GoogleCodeExporter commented 9 years ago
If you drag the same folder to the trash, what happens?

Original comment by paracel...@gmail.com on 1 Aug 2011 at 8:28

GoogleCodeExporter commented 9 years ago
From within Finder? It correctly places the folder in the trash. (It's a local 
folder on a local volume, not remote). I don't see any way to drag the folder 
to the Trash from within Xee.

Also - dragging the current image's proxy icon (from the titlebar) to the Trash 
also does nothing. This should move the file to the Trash. I was about to say 
that this is the same behavior of other applications, but I just tested Preview 
and dragging the proxy icon to the Trash does nothing there either, so maybe 
this is a system-wide bug introduced in Lion? Hmm.

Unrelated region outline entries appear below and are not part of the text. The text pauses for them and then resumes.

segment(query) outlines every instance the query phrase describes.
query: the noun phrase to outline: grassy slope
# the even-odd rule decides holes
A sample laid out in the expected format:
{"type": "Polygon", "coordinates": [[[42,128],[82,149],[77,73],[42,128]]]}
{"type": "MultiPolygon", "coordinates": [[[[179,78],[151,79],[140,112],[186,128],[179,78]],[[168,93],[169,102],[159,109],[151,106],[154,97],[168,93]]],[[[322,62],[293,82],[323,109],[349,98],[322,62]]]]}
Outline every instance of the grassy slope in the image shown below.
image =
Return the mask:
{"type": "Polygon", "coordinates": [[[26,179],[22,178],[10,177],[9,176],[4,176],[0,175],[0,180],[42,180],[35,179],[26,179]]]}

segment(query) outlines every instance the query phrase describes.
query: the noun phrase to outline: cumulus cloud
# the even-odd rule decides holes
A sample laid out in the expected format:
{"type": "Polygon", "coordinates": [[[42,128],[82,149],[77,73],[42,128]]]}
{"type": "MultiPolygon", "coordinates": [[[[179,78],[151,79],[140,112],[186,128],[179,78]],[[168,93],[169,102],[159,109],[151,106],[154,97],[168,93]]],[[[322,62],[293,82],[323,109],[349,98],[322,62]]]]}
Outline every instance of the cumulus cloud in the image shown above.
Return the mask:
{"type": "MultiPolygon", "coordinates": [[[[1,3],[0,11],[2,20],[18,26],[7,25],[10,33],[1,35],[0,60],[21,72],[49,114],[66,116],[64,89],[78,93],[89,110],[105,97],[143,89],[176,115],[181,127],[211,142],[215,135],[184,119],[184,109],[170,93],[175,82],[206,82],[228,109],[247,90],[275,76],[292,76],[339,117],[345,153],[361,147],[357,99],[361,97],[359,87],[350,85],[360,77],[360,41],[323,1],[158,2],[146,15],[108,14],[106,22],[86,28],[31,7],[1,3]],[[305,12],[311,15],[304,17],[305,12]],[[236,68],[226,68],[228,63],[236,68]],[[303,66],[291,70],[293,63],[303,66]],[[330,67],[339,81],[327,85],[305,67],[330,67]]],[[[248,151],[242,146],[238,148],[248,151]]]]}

Original comment by t...@thedigitalorchard.ca on 1 Aug 2011 at 8:38

GoogleCodeExporter commented 9 years ago
Very strange. Is there anything unusual at all about that volume?

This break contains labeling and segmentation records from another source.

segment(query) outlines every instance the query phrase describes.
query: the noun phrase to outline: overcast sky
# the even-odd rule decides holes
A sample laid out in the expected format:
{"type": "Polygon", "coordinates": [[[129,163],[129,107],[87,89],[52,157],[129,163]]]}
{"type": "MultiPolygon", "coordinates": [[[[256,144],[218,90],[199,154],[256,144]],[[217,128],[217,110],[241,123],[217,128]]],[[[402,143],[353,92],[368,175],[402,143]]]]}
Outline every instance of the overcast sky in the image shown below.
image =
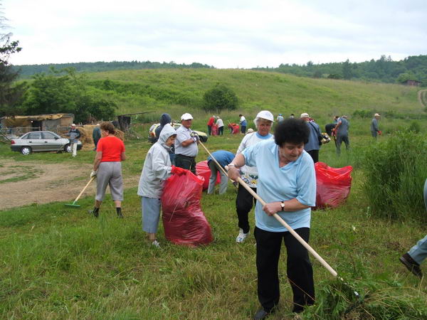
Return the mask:
{"type": "Polygon", "coordinates": [[[427,54],[426,0],[0,3],[23,48],[11,57],[15,65],[137,60],[248,68],[427,54]]]}

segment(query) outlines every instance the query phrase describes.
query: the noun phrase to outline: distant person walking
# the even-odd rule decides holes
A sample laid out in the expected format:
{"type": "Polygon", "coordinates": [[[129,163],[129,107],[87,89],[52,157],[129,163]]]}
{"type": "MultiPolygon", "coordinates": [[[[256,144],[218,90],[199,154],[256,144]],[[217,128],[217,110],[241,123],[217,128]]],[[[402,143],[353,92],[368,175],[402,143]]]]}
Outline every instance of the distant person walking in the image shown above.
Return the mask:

Original comment by paracel...@gmail.com on 1 Aug 2011 at 8:50

GoogleCodeExporter commented 9 years ago
Nothing strange. Stock hard drive in a MacBook Pro 2.2Ghz (Late 2007). Not 
split into partitions. HFS+ with Journaling.

This may turn out to be a Lion issue. Are you running Lion yet?

Original comment by t...@thedigitalorchard.ca on 1 Aug 2011 at 8:52

GoogleCodeExporter commented 9 years ago
Yes, it works as expected here.

What Xee does is check two flags for volumes, "IsOnInternalBus" and 
"IsOnExternalBus". If neither is true, it triggers the delete-in-place mode. 
Those two should cover internal drives and drives on USB and Firewire 
respectively, so it is pretty strange if an internal drive has neither one set.

Since I can't reproduce it, fixing it will be hard. It might be an OS X bug, 
but it's hard to tell without being able to do some testing.

Opening this up in case anyone else has any more information to post about it.

Original comment by paracel...@gmail.com on 1 Aug 2011 at 9:13

GoogleCodeExporter commented 9 years ago
Issue 278 has been merged into this issue.

Original comment by paracel...@gmail.com on 30 Dec 2011 at 1:29

GoogleCodeExporter commented 9 years ago
Using newer APIs in Xee 3 probably fixes this.